Wie charakterisiert Sie Ihre Familie oder Freunde?

Meine Familie beschreibt mich als eine ehrgeizige und willensstarke Person, die – wenn sie einmal ein Ziel vor Augen hat – auch hart dafür arbeitet, um es zu erreichen. Meine Freunde charakterisieren mich als hilfsbereite Person, die für andere da ist und sich selber für das Wohl anderer hinten anstellt.

Und was ist Ihre größte Schwäche?

Ich bin selten mit etwas oder meiner Leistung zufrieden. Das kann gewissermaßen auch eine Stärke sein, weil man dadurch immer weiter an sich arbeitet und immer Dinge sieht, die verbessert werden können. Allerdings kann nicht immer alles perfekt laufen, und man sollte auch einsehen, dass Fehler dazugehören und die eigene Leistung im Gesamten trotzdem gut war.

Wenn Sie eine Million Euro zur Verfügung hätten, was würden Sie damit machen?

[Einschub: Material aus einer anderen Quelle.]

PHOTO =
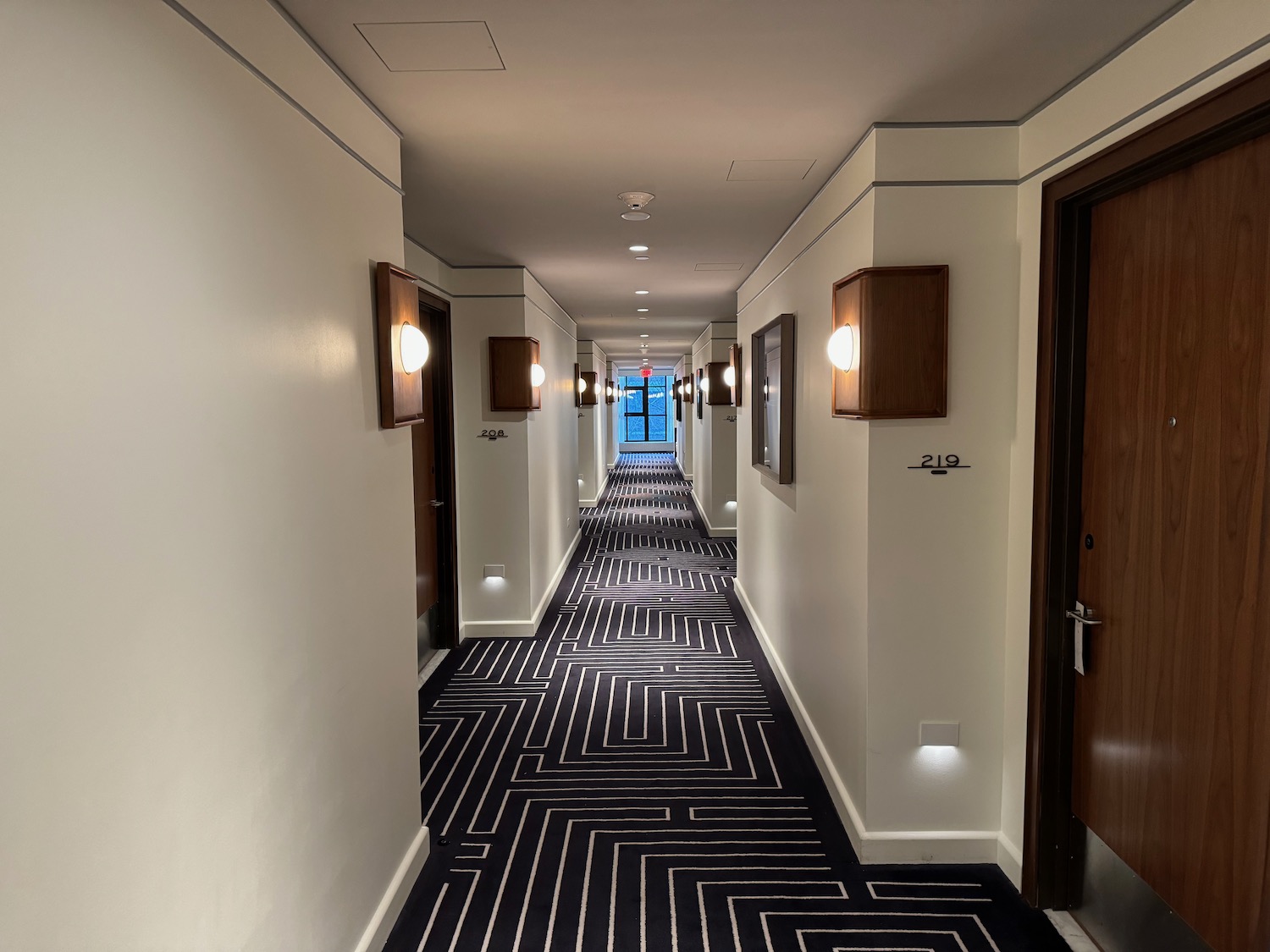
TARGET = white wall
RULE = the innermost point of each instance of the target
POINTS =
(553, 449)
(714, 439)
(1206, 45)
(863, 576)
(207, 705)
(518, 495)
(683, 449)
(594, 426)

Mit einer Million Euro würde ich zunächst die Wünsche meiner Familie erfüllen, einen großen Teil für Reisen in verschiedene Länder ausgeben und den Rest wahrscheinlich sparen, um später zum Beispiel ein Haus finanzieren zu können.

Unabhängig von Geld: Welchen Wunsch würden Sie sich gerne einmal erfüllen?

Ich würde gerne einmal eine Rundreise durch Skandinavien machen, ohne vorher eine genaue Route zu planen. Mir gefallen dort vor allem die Landschaft und die Mentalität der Menschen.